The pope made his appeal during an interview recorded last month with Swiss broadcaster RSI, which was partially released on Saturday.

“I think that the strongest one is the one who looks at the situation, thinks about the people and has the courage of the white flag, and negotiates,” Francis said, adding that talks should take place with the help of international powers.

Ukraine remains firm on not engaging directly with Russia on peace talks, and Ukrainian President Volodymyr Zelenskyy has said multiple times the initiative in peace negotiations must belong to the country which has been invaded.

Russia is gaining momentum on the battlefield in the war now in its third year and Ukraine is running low on ammunition. Meanwhile, some of Ukraine’s allies in the West are delicately raising the prospect of sending troops.

 

Vatican spokesman Matteo Bruni said Saturday that Francis picked up the “white flag” term that had been used by the interviewer. He issued a statement of clarification after the pope’s “white flag” comments sparked criticism that he was siding with Russia in the conflict.

Throughout the war, Francis has tried to maintain the Vatican’s traditional diplomatic neutrality, but that has often been accompanied by apparent sympathy with the Russian rationale for invading Ukraine, such as when he noted that NATO was “barking at Russia’s door” with its eastward expansion.

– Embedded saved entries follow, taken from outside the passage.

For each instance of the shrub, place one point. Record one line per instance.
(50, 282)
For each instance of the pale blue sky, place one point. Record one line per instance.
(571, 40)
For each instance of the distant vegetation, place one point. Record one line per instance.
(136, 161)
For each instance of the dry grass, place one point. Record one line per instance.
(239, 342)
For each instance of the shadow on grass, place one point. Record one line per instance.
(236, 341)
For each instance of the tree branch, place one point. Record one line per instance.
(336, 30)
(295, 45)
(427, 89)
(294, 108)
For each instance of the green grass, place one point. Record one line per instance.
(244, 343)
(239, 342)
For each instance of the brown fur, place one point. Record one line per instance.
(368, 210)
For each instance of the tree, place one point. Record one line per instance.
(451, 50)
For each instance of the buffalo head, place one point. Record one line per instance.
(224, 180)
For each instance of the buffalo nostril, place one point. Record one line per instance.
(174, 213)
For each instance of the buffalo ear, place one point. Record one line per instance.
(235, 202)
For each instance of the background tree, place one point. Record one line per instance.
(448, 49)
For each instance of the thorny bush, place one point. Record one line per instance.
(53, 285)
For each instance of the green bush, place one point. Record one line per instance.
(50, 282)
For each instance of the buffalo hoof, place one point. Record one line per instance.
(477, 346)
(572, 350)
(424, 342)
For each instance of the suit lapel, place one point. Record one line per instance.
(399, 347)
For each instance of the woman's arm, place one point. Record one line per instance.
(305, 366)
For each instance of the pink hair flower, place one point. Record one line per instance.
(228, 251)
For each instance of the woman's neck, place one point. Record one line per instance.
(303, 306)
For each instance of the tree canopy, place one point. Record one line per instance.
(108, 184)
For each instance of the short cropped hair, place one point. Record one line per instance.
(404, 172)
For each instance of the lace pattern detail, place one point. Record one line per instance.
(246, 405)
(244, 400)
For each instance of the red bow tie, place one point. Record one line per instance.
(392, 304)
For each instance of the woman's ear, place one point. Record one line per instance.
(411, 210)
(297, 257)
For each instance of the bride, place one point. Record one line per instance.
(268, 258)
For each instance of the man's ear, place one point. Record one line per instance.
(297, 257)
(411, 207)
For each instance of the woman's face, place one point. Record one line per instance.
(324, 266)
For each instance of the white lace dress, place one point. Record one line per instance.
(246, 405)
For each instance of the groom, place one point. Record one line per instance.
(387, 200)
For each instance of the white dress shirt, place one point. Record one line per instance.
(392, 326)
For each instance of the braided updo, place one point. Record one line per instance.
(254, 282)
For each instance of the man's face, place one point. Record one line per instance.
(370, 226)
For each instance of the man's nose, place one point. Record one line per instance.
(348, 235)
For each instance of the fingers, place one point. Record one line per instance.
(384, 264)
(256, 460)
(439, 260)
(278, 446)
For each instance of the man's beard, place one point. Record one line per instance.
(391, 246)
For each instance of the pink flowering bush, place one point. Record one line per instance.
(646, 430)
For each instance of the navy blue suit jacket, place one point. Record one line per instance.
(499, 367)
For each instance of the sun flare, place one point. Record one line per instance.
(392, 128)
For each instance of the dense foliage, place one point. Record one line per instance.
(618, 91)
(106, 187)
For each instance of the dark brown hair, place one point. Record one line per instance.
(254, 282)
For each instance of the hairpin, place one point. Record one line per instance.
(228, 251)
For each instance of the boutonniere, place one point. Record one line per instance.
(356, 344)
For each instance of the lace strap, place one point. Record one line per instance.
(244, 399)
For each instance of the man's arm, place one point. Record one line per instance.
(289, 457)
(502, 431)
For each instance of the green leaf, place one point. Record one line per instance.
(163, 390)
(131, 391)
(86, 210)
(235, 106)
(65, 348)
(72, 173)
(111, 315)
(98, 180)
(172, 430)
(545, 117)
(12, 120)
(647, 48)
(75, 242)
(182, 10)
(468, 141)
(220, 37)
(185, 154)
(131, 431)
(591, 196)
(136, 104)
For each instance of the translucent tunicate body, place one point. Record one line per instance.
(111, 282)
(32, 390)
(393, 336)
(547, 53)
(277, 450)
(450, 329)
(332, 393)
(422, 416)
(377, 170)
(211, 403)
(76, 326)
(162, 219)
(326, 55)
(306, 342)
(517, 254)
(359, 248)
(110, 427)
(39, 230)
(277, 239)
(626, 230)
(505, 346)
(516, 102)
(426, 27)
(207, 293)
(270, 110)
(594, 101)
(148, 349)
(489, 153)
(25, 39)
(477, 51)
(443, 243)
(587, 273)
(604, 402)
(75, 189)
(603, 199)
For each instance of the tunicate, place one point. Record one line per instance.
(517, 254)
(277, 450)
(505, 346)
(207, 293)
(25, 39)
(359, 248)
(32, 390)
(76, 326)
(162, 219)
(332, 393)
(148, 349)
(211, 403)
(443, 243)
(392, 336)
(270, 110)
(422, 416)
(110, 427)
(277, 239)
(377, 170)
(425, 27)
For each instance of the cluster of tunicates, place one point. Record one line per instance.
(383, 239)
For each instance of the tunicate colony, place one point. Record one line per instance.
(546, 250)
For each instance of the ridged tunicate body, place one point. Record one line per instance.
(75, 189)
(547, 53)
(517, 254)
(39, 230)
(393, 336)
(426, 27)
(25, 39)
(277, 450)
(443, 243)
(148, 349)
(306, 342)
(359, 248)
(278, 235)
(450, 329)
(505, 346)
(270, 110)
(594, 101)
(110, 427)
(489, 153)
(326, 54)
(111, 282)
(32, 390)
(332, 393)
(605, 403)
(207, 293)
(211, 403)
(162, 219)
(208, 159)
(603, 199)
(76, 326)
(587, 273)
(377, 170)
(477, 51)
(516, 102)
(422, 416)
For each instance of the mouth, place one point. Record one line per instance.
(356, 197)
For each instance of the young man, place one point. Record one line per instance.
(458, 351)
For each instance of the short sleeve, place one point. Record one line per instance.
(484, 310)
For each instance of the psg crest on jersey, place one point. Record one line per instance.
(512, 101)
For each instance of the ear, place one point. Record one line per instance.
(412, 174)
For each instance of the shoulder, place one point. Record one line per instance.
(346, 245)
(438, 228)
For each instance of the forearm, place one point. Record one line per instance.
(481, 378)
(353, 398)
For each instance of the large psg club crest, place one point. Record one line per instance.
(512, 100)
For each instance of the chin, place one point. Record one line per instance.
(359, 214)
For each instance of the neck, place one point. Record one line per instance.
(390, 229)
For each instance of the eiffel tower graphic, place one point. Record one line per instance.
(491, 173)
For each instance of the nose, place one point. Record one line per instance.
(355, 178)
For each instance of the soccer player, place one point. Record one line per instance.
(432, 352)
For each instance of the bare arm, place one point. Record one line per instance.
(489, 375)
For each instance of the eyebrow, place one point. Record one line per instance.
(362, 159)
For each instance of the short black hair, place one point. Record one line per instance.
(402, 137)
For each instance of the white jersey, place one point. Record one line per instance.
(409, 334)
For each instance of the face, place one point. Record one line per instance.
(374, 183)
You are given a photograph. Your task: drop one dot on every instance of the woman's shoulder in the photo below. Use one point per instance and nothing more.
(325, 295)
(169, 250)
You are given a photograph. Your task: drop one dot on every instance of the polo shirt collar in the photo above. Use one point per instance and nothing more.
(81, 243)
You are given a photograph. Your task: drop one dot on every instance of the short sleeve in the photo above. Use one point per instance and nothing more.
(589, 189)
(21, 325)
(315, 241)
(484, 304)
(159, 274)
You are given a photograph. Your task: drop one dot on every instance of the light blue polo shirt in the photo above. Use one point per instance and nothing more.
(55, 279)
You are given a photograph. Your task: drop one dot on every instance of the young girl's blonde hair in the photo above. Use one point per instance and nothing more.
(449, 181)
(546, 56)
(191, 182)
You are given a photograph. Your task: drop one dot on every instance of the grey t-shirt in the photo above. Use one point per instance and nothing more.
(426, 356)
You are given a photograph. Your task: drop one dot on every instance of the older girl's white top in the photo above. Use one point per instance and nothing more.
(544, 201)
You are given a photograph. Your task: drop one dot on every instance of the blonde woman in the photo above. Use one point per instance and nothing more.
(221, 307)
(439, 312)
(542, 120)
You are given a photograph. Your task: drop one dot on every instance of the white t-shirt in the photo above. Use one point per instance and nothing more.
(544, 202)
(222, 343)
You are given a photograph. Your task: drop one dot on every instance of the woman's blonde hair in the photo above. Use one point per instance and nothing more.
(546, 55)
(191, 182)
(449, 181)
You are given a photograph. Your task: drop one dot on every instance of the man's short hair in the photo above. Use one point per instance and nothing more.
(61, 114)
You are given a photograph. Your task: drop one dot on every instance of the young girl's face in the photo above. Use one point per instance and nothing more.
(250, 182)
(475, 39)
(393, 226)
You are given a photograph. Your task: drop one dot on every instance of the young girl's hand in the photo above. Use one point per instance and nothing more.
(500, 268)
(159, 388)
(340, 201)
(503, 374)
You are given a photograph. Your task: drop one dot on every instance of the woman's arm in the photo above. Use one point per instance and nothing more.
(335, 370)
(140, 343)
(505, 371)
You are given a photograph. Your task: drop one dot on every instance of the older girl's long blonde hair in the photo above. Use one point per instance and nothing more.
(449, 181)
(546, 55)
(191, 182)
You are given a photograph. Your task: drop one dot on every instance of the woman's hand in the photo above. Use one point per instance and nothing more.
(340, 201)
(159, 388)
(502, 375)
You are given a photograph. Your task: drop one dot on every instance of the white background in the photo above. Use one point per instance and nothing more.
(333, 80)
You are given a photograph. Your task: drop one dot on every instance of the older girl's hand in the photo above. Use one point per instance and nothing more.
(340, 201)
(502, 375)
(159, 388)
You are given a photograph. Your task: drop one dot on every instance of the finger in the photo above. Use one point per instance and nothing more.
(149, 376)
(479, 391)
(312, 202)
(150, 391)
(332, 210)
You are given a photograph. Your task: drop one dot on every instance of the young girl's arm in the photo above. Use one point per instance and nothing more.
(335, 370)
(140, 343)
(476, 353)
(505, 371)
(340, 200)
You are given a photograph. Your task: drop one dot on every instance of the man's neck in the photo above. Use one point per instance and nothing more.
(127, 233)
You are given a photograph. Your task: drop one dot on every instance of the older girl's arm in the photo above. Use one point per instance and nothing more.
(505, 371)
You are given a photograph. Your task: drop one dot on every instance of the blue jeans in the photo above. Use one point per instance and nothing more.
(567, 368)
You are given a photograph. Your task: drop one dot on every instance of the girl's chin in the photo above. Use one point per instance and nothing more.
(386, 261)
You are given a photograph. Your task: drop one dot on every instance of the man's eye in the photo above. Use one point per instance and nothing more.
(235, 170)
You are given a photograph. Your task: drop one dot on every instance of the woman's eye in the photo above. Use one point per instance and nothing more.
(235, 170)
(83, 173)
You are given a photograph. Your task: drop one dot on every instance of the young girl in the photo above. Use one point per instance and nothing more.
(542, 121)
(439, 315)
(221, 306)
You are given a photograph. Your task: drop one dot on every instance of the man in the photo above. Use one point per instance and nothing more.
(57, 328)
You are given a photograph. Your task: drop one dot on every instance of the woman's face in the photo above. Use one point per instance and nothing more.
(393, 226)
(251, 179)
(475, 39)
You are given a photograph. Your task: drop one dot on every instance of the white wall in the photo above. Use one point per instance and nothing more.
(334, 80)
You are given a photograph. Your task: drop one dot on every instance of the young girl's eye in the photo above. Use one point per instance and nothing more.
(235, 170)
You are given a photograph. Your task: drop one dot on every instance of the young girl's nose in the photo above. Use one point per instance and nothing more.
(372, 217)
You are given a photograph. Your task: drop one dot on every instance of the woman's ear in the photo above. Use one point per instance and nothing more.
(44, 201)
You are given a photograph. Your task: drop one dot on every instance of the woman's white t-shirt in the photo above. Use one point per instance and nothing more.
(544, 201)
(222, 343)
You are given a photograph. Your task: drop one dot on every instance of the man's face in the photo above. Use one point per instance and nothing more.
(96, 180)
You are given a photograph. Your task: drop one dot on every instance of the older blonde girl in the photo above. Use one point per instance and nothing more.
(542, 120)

Francis said in the RSI interview that “the word negotiate is a courageous word.”

"When you see that you are defeated, that things are not going well, you have to have the courage to negotiate,” he said. “Negotiations are never a surrender.”

The pope also reminded people that some countries have offered to act as mediators in the conflict.

 

“Today, for example, in the war in Ukraine, there are many who want to mediate,” he said. “Turkey has offered itself for this. And others. Do not be ashamed to negotiate before things get worse."

Turkish President Recep Tayyip Erdogan — whose NATO-member country has sought to balance its close relations with both Ukraine and Russia — has offered during a visit Friday from Zelenskyy to host a peace summit between the two countries.